The ministry is hoping to address the situation with the bill, working with over two dozen women’s rights groups and legal advisers across the country to write it. The groups will reconvene in September and are simultaneously working on an aggressive lobbying campaign including holding public debates and creating activist groups to gain support for its passage.
Judging from the reaction of men to legislation, however, it is unclear whether approval will be won. An earlier bill to hold men legally accountable for financially supporting their children, for example, caused a public uproar in churches and among some politicians who questioned its purpose and intent, says Marjory Michel, minister of Women’s Affairs.
Ms. Michel and Yolette Mengual, director of the ministry, say they expect similar debates and delays with the second bill, especially since women hold just five of the 99 seats in parliament. “Five people is hardly a voice in parliament,” says Ms. Mengual. “They alone cannot enforce this as a law.”
Empowerment and education
In the meantime, they have worked with NGOs to improve the situation. UNICEF, for example, has funded educational and training programs to empower women since the earthquake. Young students also participate in a UNICEF-sponsored education program with the ministry where they take notes on the conditions and occurrences of violence in tent cities.
“We must start recovery with the economy and education,” Mengual says of the programs. “An autonomous woman is a free and strong woman.” She travelled to New York in March for the launch of a new program called UN-Women. The program provides living essentials, including mattresses and hygiene products, for women specifically in tent cities.
The programs are essential, Mengual says, but one of their greatest challenges will include changing the mentality of public safety officials. Officers at the National Police department are participating in workshops with the women’s ministry and women’s rights groups, helping to raise sensitivity around women’s rights, says Lerebours Frantz, an officer. Police created a special department for rape and domestic abuse victims, focused on recruiting more female officers, and began mapping crimes in an effort to track and prevent incidents.

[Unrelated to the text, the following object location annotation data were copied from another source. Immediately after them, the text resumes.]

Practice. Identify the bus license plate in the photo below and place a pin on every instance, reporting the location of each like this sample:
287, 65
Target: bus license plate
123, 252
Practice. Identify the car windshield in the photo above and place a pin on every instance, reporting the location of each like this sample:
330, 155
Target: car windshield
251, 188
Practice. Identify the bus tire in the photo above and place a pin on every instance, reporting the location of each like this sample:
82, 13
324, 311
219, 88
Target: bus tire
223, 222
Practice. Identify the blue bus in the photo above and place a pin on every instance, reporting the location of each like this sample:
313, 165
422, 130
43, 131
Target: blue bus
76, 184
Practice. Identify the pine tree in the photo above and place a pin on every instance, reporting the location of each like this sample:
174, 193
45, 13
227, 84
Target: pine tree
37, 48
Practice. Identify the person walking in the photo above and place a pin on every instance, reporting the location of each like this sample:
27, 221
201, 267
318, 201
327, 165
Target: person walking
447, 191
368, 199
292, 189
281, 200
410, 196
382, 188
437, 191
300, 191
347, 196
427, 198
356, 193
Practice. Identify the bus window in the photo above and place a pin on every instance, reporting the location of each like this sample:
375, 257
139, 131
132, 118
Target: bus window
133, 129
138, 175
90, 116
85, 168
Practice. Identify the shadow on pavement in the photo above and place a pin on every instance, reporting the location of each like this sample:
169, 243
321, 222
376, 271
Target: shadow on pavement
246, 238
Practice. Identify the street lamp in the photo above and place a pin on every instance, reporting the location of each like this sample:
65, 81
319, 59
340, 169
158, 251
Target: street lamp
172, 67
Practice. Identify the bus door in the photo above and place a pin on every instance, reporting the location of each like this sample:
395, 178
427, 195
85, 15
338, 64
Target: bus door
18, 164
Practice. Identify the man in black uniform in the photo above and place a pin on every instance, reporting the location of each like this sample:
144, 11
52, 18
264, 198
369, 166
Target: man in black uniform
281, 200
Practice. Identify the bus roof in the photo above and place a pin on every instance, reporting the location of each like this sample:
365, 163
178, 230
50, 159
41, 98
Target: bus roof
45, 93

Despite the best efforts of the National Police and other organizations, however, a gender bias persists and some male officers continue to sympathize with and release assailants in abuse cases, Mr. Frantz says. “Our instructions are straight,” he says. “Once violence or rape occurs, the officer must go, but some officers beat their own wives and girlfriends.”
So women are taking matters into their own hands. Armed with a flashlight and whistle, Carline’s group Kofaviv, comprised of 25 men and two women, patrol the tents searching for wanted criminals. In the past two months, they say they’ve captured two men – one accused of rape and the other of domestic violence – but they fled after police released them, Carline says.
“The police are no support,” she says. “We are our own security. I hope for change with the law.”
Until something changes, Sevet says, she will protect her family with prayer. “The police walk around with one eye open and the other closed,” she says. “Still, I live with God’s protection.”